Pero, con todo, estas medidas no pasan de ser meros parches si se comparan con el rigor de los sistemas de pensiones basados en la capitalización –que con gran éxito se han ensayado en Chile–, cuyas prestaciones no dependen de favores políticos, del número de nuevos cotizantes o de la coyuntura económica sino de las sumas que el trabajador haya aportado en su vida laboral, de las cuales –así como de sus réditos– él y sus herederos son dueños absolutos e indiscutibles.

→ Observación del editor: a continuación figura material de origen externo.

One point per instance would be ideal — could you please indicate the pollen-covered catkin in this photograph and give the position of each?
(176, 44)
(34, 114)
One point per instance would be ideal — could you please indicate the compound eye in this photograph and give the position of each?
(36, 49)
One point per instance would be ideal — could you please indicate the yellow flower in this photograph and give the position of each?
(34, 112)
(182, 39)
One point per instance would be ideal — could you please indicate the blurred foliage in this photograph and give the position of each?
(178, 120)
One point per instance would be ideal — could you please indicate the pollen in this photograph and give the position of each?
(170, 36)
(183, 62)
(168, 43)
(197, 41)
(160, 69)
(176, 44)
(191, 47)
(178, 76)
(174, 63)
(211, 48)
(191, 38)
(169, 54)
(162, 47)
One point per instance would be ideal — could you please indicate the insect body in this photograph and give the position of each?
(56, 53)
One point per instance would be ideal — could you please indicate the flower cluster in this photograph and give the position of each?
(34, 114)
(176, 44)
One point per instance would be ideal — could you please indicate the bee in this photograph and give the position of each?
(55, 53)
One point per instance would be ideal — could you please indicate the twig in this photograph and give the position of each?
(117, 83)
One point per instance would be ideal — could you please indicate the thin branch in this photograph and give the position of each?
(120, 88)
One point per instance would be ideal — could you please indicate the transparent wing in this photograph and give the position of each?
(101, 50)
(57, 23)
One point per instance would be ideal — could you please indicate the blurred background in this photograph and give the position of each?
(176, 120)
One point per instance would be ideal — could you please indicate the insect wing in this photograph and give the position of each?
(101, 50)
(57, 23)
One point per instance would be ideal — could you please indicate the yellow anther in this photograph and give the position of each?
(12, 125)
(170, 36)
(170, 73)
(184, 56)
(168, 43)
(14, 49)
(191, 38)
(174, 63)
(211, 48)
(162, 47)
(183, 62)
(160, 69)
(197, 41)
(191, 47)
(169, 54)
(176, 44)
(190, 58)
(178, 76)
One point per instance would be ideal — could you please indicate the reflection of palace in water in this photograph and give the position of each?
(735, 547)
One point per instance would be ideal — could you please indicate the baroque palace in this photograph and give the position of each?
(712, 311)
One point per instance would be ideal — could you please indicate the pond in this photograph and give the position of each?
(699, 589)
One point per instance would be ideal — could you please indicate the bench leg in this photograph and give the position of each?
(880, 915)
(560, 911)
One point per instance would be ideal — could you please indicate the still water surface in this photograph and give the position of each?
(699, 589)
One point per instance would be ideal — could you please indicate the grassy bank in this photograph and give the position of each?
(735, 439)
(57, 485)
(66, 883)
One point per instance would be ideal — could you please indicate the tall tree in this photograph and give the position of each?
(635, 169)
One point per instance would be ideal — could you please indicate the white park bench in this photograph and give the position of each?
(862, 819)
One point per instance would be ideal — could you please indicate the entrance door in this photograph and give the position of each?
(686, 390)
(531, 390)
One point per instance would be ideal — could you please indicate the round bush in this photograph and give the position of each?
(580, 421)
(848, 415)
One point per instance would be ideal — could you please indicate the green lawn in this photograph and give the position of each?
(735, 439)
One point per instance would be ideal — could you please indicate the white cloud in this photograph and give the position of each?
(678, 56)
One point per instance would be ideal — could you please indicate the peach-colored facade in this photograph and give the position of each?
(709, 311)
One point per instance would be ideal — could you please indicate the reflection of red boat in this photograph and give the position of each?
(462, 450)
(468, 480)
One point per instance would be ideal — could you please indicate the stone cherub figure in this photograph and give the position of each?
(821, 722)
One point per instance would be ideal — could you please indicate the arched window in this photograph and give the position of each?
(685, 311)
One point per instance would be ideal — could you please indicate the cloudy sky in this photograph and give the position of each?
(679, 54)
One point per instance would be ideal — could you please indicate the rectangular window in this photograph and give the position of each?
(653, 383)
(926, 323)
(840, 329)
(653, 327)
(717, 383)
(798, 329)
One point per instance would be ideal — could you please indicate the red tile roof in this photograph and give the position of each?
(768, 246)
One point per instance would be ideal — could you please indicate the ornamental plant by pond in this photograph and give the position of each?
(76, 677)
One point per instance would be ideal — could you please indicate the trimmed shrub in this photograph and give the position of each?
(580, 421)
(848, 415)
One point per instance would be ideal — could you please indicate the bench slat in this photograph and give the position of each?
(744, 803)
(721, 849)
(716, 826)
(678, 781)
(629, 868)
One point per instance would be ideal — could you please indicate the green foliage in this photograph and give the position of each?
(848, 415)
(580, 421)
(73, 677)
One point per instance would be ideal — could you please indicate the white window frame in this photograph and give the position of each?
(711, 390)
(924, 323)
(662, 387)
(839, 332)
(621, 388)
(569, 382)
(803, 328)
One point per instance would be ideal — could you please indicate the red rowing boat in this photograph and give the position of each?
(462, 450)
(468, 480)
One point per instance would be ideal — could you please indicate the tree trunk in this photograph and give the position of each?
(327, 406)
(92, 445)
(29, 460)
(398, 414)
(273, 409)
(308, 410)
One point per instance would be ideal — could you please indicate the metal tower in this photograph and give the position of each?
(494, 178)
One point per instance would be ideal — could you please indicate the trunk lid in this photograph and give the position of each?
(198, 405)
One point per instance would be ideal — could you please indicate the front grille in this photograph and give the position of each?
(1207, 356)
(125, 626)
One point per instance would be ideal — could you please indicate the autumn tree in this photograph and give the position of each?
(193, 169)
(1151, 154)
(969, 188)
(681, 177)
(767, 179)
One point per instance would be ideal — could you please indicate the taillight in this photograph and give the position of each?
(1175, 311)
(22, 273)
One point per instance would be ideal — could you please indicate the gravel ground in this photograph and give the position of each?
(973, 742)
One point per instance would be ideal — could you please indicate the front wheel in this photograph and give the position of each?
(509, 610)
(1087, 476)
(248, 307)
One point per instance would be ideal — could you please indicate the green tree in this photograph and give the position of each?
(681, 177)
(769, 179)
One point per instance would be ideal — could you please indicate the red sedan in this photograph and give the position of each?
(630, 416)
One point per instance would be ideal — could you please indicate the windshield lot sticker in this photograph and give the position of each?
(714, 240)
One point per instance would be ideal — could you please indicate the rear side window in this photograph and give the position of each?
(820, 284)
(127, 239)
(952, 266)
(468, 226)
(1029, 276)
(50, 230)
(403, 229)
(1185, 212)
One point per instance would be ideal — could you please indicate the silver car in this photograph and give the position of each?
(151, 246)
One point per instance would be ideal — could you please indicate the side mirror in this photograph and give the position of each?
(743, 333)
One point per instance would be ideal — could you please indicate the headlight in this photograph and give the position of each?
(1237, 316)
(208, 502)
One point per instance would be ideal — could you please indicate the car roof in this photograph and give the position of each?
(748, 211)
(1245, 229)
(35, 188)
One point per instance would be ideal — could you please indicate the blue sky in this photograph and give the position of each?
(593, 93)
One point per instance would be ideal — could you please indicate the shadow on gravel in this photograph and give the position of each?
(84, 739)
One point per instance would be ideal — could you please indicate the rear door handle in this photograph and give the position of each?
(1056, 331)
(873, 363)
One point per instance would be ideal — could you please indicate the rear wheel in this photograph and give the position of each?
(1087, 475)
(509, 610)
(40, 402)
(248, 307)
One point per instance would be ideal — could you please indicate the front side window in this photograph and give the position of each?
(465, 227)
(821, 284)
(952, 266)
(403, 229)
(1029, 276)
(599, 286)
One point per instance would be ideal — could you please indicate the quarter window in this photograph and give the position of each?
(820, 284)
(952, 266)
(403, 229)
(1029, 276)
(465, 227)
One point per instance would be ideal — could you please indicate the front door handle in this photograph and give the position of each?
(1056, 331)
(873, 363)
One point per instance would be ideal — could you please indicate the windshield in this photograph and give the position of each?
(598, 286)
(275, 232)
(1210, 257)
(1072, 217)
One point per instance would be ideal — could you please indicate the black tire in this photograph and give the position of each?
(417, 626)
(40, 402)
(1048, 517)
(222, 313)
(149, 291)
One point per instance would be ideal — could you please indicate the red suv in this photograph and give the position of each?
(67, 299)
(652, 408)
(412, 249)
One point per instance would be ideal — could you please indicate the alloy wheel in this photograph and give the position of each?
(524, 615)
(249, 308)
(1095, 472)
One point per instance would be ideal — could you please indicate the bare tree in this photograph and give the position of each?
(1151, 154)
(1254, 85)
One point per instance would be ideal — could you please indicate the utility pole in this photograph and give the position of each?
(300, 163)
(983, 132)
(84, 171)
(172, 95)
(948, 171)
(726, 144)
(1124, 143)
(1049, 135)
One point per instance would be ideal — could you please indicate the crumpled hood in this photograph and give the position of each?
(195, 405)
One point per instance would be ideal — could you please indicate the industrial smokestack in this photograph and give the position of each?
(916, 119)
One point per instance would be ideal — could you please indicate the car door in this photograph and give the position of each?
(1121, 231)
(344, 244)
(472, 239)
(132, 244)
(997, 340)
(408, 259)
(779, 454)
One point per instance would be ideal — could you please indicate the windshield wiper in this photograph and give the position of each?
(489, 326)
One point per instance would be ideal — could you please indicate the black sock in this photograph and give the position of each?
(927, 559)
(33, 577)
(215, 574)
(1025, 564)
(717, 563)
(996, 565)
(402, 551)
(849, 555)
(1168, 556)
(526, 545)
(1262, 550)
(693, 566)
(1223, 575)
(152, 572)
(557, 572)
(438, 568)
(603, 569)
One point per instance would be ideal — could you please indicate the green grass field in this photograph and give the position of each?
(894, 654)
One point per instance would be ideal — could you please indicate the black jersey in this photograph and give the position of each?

Siendo la Seguridad Social una de las vacas sagradas e intocables del estado del bienestar, es comprensible que ningún gobierno –sobre todo los de la izquierda– quiera asumir el coste político de poner abruptamente en cuestión el sistema público de pensiones –de ahí el Pacto de Toledo. Pero la solución del problema –que pasa por el abandono del sistema de reparto para adoptar el de capitalización– no puede aplazarse indefinidamente, y la demostración vendrá, indefectiblemente, cuando empeore la coyuntura económica y disminuya el número de empleados. En el PP –el único partido del que cabría esperar una futura reforma del sistema público de pensiones– no quieren siquiera oír hablar de ello. Prefieren hoy por hoy, como la cigarra, cantar las delicias de la abundancia en cuñas publicitarias. Ya veremos qué pasará cuando las generaciones en edad laboral vayan llegando al invierno de la existencia.